Per Marx si tratta invece di comprendere la dinamica dei processi di astrazione, esorcizzazione e feticizzazione del mondo delle merci e delle relazioni fra individui che si fondano su un’ideologia che si stabilisce proprio nello spazio intermedio fra il materiale e lo spirituale. In questi anni la finanza ha assolto al compito di mantenere inalterato il rapporto feticistico delle merci. Ha sostanzialmente assolto al compito di illudere che la disponibilità di reddito reale rimanesse inalterata o fosse incrementabile, e ha favorito sia l’acquisto facile di abitazioni, sia l’istruzione, sia l’acquisto di merci in assenza di reddito da lavoro.
Quello del feticismo delle merci è un momento fondante della soggettività, definita dal fatto che la merce ha una patina enigmatica e insieme magica e fantasmagorica e che l’inter-oggettività è il frutto di un effettivo contratto sociale fra le merci stesse. Una soggettività imbrigliata nel regno delle cose, che si inscrive in una dinamica comunicativa, simbolica e idolatrica, tanto da diventare estranea a se stessa, alienata, commensurabilmente generalizzata, vittima del totalitarismo dell’oggetto, smarrita; la qualcosa cancella completamente la qualità umana del lavoro incorporato negli oggetti, quindi il tempo.
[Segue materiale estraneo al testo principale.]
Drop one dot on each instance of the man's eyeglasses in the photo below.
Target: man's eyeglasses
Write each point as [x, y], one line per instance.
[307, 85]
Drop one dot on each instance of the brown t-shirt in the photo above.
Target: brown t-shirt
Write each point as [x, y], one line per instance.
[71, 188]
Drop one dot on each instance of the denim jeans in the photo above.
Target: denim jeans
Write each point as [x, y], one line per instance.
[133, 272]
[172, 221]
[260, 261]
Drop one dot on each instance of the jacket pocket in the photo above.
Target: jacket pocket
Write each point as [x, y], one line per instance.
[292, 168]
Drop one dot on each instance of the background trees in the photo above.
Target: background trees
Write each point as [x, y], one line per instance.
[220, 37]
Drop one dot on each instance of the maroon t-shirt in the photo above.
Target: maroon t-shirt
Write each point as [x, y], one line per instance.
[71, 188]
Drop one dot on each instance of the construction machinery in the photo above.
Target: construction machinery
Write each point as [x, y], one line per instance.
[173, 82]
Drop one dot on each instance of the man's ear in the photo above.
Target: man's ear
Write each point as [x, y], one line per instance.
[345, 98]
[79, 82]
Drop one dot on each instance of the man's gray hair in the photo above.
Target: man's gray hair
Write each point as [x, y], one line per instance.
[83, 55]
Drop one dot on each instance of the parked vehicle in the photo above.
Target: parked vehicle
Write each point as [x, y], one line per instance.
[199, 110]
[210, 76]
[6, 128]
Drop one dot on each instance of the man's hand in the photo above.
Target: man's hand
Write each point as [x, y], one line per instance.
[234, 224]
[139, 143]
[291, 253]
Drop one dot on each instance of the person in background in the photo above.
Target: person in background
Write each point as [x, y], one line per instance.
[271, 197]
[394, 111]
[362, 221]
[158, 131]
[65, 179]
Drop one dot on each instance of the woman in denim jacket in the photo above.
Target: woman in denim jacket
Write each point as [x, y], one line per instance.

Il feticismo delle merci si configura così anche come feticismo delle relazioni sociali e quindi alienazione. Una tesi che Derrida estende al tempo e all’inversione fra realtà e spettri della realtà.
L’ultimo aspetto su cui desidero concentrare l’attenzione nella proposta di Ercolani è il ruolo centrale del pensare, poiché il pensare è un fare, come ben argomentava Heidegger nel 1954: «Il carattere attivo di questo pensare nei termini di un agire è il suo senso, il senso dell’apertura al mondo e agli altri, è il senso della relazione con gli altri». In questo esercizio non chiamerei però a raccolta solo «uomini e donne di cul¬tura», perché questo appello evoca in modo marcato la Repubblica dei filosofi di Platone, un’idea che ha abbracciato nella storia la destra.
Si tratta di un modello oligarchico che non mi può appartenere. Semmai inviterei gli intellettuali a mischiarsi; ad ascoltare e attuare prassi non individualistiche e ad aprirsi a pratiche collettive e comunitarie; a superare la dimensione dell’indignazione e della morale e ad approfondire e declinare le articolazioni dei processi di alienazione e feticismo; di tenere conto della dimensione storica del capitalismo e di descrivere il suo dipanarsi e il suo evolversi; di descrivere il capitalismo come oggetto e il capitalismo come processo; di non declinare il capitalismo come se la forma fosse un tutto e fosse unica e non fossimo in presenza di articolazioni successive e compenetranti.
Oggi è come se l’analisi e le articolazioni del pensiero di Marx non avessero lasciato segni né in ambito metodologico né contenutistico. Viene a mancare per esempio la classica distinzione fra capitalismo produttivo o industriale, capitalismo fondato sul capitale-merce, capitalismo del credito e capitalismo finanziario. Perciò non penso che «le ideologie e le problematiche dei secoli scorsi risultano terribilmente superate e anacronistiche». Anzi.